Return to Logic
Any theory that propounds an opposition between the logical and the empirical, represents a failure to grasp the nature of logic and its role in human cognition. Man’s knowledge is not acquired by logic apart from experience or by experience apart from logic, but by the application of logic to experience. All truths are the product of a logical identification of the facts of experience.
Man is born tabula rasa; all his knowledge is based on and derived from the evidence of his senses. To reach the distinctively human level of cognition, man must conceptualize his perceptual data—and conceptualization is a process which is neither automatic nor infallible. Man needs to discover a method to guide this process, if it is to yield conclusions which correspond to the facts of reality—i.e., which represent knowledge. The principle at the base of the proper method is the fundamental principle of metaphysics: the Law of Identity. In reality, contradictions cannot exist; in a cognitive process, a contradiction is the proof of an error. Hence the method man must follow: to identify the facts he observes, in a non-contradictory manner. This method is logic—“the art of non-contradictory identification.” (Atlas Shrugged.) Logic must be employed at every step of a man’s conceptual development, from the formation of his first concepts to the discovery of the most complex scientific laws and theories. Only when a conclusion is based on a non-contradictory identification and integration of all the evidence available at a given time, can it qualify as knowledge.

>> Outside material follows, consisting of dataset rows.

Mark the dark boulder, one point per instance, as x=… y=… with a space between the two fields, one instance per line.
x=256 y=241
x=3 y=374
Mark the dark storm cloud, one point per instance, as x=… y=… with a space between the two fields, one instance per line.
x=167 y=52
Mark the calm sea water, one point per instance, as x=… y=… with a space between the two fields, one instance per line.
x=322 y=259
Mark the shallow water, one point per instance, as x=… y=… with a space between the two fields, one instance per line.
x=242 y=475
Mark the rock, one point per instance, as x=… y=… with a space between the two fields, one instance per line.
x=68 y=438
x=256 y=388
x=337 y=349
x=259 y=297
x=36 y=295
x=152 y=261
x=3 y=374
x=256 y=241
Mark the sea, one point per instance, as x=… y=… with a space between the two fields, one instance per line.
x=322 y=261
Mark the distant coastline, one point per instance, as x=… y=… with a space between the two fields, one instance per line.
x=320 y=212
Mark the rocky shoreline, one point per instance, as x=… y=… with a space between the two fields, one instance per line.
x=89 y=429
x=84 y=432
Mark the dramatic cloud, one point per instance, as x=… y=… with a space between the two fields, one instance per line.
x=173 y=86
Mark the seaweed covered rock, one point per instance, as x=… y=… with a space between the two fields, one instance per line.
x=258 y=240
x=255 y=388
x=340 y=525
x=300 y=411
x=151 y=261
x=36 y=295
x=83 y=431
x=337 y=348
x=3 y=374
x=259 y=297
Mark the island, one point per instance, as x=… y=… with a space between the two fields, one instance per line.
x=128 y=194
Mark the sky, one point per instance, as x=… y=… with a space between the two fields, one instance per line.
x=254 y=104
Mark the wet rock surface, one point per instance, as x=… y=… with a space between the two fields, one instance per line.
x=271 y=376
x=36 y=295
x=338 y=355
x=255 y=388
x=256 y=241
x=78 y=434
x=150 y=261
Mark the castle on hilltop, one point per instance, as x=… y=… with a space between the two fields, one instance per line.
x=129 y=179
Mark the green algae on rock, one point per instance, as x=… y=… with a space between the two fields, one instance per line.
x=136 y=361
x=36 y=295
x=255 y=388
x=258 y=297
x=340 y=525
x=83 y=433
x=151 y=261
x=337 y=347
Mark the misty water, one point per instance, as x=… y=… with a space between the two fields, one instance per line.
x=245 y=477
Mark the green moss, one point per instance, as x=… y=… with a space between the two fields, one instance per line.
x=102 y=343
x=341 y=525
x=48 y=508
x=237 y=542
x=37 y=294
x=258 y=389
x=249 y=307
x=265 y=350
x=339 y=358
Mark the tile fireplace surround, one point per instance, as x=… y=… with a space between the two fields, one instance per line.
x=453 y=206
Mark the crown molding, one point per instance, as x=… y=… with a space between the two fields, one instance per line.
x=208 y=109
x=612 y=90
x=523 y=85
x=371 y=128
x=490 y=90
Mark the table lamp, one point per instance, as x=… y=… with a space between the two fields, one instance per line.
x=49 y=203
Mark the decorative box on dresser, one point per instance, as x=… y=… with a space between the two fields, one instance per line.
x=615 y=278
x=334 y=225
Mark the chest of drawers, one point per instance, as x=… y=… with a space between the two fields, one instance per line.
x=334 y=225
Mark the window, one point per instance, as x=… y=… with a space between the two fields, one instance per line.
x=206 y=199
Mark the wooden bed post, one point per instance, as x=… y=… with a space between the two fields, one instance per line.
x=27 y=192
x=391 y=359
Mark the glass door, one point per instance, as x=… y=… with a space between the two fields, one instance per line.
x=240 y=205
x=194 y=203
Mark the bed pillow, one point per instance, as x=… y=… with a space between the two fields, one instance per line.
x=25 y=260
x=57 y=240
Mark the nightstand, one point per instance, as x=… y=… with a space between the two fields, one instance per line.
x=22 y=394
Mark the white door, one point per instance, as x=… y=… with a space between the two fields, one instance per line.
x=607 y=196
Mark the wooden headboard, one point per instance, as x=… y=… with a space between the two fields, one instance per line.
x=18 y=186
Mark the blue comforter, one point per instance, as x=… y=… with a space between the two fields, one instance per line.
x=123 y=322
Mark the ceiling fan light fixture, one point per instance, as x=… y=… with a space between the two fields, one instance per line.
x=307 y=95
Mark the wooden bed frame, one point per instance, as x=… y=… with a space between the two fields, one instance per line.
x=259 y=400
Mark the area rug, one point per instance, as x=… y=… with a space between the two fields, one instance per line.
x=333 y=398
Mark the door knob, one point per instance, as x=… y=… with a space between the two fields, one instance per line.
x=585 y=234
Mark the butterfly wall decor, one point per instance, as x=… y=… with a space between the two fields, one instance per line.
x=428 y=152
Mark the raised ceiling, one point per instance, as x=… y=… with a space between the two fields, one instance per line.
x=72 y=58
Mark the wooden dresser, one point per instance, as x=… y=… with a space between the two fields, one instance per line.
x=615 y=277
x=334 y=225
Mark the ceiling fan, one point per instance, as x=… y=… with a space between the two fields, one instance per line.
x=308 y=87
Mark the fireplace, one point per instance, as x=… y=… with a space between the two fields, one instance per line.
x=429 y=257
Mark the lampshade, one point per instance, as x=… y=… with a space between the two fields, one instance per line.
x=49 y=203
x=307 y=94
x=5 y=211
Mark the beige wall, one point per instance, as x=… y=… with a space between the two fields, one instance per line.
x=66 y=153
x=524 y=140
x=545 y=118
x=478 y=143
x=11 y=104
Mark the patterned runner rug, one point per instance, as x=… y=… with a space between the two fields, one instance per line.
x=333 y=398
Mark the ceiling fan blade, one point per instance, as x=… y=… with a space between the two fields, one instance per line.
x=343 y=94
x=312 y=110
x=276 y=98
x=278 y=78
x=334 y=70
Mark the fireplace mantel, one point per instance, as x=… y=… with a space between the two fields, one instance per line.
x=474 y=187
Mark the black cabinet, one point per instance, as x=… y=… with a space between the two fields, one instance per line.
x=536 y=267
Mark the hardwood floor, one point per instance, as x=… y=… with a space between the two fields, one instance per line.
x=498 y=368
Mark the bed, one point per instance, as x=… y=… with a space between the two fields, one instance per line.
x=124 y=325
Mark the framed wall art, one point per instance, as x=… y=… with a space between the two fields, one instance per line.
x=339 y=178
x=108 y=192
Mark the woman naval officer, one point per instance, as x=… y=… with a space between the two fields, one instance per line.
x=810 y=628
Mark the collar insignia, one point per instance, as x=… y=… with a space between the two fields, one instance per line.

The failure to recognize that logic is man’s method of cognition, has produced a brood of artificial splits and dichotomies which represent restatements of the analytic-synthetic dichotomy from various aspects. Three in particular are prevalent today: logical truth vs. factual truth; the logically possible vs. the empirically possible; and the a priori vs. the a posteriori.
The logical-factual dichotomy opposes truths which are validated “merely” by the use of logic (the analytic ones), and truths which describe the facts of experience (the synthetic ones). Implicit in this dichotomy is the view that logic is a subjective game, a method of manipulating arbitrary symbols, not a method of acquiring knowledge.
It is the use of logic that enables man to determine what is and what is not a fact. To introduce an opposition between the “logical” and the “factual” is to create a split between consciousness and existence, between truths in accordance with man’s method of cognition and truths in accordance with the facts of reality. The result of such a dichotomy is that logic is divorced from reality (“Logical truths are empty and conventional”)—and reality becomes unknowable (“Factual truths are contingent and uncertain”). This amounts to the claim that man has no method of cognition, i.e., no way of acquiring knowledge.